Hammer had said the change is needed because it’s not fair for a person “fighting back” to have to prove their innocence on the assumption that they’re already guilty. The gun-rights organization—big backers of Florida’s Stand Your Ground law—even filed a brief in support of Bretherick’s position in June.

“This law is not about the convenience of the courts or the convenience of prosecutors, or law enforcement. It’s about protecting innocent people who come under attack through no fault of their own and then are treated like criminals by the judicial system.”

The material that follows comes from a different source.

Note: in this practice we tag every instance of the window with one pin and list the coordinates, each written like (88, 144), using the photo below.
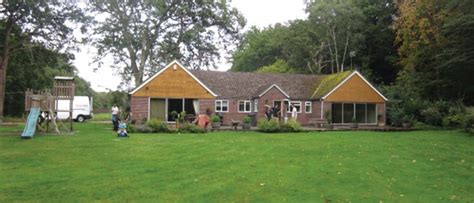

Earlier in the session, Tallahassee State Attorney Willie Meggs was one of the state prosecutors who was adamantly against the change. Similar to remarks made by the state prosecutor during oral arguments and a brief filed in response to the NRA’s, Meggs says it’s not fair to change the standard that’s used in similar Florida hearings.

“Under insanity, if you’re claiming you’re insane, you have the burden to prove that you’re insane. We don’t have the burden to prove that you’re sane,” said Meggs, back in March. “In alibi, if you claim the affirmative defense of alibi, you have to prove your alibi. We don’t have to disprove your alibi. You have to establish it and prove it. So, why in the world do we have this one law where the burden is on the state to prove that a person was not standing their ground?”

Will the Legislature Try Again?

But, at the end of the day, it’s uncertain what form the bill will take if the bill is brought up again. Still, one of the sponsors,  Sen. David Simmons (R-Altamonte Springs), says he still hasn’t ruled out filing a similar bill in the upcoming session.

“I certainly see the possibility of doing that,” said Simmons. “I know we’re going to have to address some issues with respect to Stand Your Ground because of the amendments that were made last Spring that did pass. And, so, this will give us an opportunity to correct not only a couple of glitches that exist in the bill and some other things.”

Last year, Simmons and former Senate Democratic Leader Chris Smith’s bill were moving through the process. But, in a procedural move by the Senate’s Rule Chair John Thrasher—under the direction of then-President Don Gaetz—the bill stalled. Now, Simmons is the new Rules Chair, under new Senate President Andy Gardiner.